The Bloomsbury Group was a precocious bunch of intellectuals who got together in the early 1900s to become what was later recognised as a bridge between England’s Victorian and Modern eras. With members like Virginia Woolf, E.M. Forster, Lytton Strachey, John Maynard Keynes, Roger Fry, and Leonard Woolf, the group was practically a Who’s Who of its times. Bertrand Russell, Aldous Huxley, and T.S. Eliot were sometimes associated with them.

Radical and avant-garde, the eclectic bunch met regularly in the house in Bloomsbury that the four Stephen siblings, Vanessa, Thoby, Virginia and Adrian, had set up after the deaths of their parents. They cocked a snoot at all Victorian mores, whether in literature, criticism and painting, or feminism, pacifism and sexuality.

Their lifestyles were bohemian, as they experimented with homosexuality, cohabitation or ménage-a-trois. Not just this but their preoccupation with themselves and their life choices made them the object of much derision.

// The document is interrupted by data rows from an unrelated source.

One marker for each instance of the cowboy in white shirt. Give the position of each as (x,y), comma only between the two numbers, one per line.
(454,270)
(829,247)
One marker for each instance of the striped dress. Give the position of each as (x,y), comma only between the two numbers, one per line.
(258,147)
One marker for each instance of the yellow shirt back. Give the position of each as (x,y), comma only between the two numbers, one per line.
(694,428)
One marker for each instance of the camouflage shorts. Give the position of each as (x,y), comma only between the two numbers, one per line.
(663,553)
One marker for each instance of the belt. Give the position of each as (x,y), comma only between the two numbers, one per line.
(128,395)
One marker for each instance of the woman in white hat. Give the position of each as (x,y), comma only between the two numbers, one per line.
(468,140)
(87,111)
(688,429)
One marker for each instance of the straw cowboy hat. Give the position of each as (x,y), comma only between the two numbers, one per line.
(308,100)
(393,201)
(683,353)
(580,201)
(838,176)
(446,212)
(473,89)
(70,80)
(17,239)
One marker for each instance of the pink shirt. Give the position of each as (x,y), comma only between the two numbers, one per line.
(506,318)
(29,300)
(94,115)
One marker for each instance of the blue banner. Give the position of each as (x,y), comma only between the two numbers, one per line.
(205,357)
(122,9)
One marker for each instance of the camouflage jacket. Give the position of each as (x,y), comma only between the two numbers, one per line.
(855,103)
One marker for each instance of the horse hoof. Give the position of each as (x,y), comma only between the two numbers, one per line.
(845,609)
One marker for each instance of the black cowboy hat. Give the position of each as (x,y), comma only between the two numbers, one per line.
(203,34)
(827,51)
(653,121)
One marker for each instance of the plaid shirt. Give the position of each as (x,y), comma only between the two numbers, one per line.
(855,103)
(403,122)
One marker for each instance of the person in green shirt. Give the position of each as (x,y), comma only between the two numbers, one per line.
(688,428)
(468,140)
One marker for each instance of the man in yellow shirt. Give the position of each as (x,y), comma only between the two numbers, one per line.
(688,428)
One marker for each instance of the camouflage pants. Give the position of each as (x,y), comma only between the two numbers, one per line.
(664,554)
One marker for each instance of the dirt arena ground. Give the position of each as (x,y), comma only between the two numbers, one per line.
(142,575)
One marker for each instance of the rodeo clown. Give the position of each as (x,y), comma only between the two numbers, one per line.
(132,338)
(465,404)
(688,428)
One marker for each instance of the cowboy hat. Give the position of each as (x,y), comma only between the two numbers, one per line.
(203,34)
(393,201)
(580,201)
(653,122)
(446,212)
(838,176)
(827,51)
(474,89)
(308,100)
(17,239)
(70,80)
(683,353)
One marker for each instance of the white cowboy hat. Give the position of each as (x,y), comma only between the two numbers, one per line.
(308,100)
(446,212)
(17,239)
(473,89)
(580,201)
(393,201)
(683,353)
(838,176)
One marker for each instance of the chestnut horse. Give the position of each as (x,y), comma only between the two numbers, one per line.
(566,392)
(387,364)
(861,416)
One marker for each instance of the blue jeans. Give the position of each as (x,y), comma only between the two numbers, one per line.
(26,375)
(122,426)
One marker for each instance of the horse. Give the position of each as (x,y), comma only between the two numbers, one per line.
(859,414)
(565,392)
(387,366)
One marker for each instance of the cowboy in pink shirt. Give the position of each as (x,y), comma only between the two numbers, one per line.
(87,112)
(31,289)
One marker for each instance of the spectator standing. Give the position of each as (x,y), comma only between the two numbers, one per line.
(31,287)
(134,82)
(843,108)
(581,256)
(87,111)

D.H. Lawrence famously described them as “little swarming selves”.  Parmar’s book recognises this self-obsession. Desmond MacCarthy’s fiancée asks, much to the group’s utter consternation, “Why would others care what boundaries are broken in this house?” And an amused Vanessa notes in her diary ‘I honestly do not think it had occurred to any of us that what we did was unimportant’.

Vanessa was the group’s anchor but, most importantly, she was anchor to Virginia, who teetered dangerously on the edge of madness (now thought to be bipolar disorder). Parmar paints Virginia from a sister’s eye, warts and all, and shows her pathological dependence on Vanessa, to the point of deeply resenting her marriage to Clive Bell, whom she proceeds to seduce. Virginia’s lesbianism is also latent — she asks Vanessa to marry her — foreshadowing her future affair with Vita Sackville-West, wife of diplomat Harold Nicolson.

Vanessa struggles to hold on to her self against Virginia’s imperious commandeering of her time, attention and affection. “Her way is acquisitive. She is always interested in more — more affection, more attention… more warmth, more secrets.” Vanessa’s anger and resentment seethe below the surface, because Virginia would not survive an open confrontation. But, despite this, there is also love, sympathy and pride in Virginia’s immense talent. One evening, listening to her talk with the assembled men, Vanessa says, “Her voice broke free of its rusted shell and slid like a deep river over rocks. I watched them watch her. She stands with them as an equal…”

The book picks Virginia bare, but it is also an intimate insider view of the Bloomsbury group at their vulnerable, personal moments, rather than their strident public persona. But, most of all, it is a sister’s account of living with and loving an unstable genius.

Parmar writes the book exactly as the painter Vanessa might have, seeing the world in colours and shapes.  “…we four wrung the last hours of tumbling sunshine from the summer,” says a journal entry. Or this: “No… It is no longer a single, straight-syllabled word… Instead it is a tumbledown cottage of a word, furnished in curiosity and thatched in doubt.”

Mainly, though, Parmar imagines the drawing rooms, the dinners, the conversations and journeys of the famous group with an unerring eye for detail and tone that makes them come alive. This book takes historical fiction to a delightful new height.   

Vanessa and Her Sister;Priya Parmar, Bloomsbury India, Rs.499.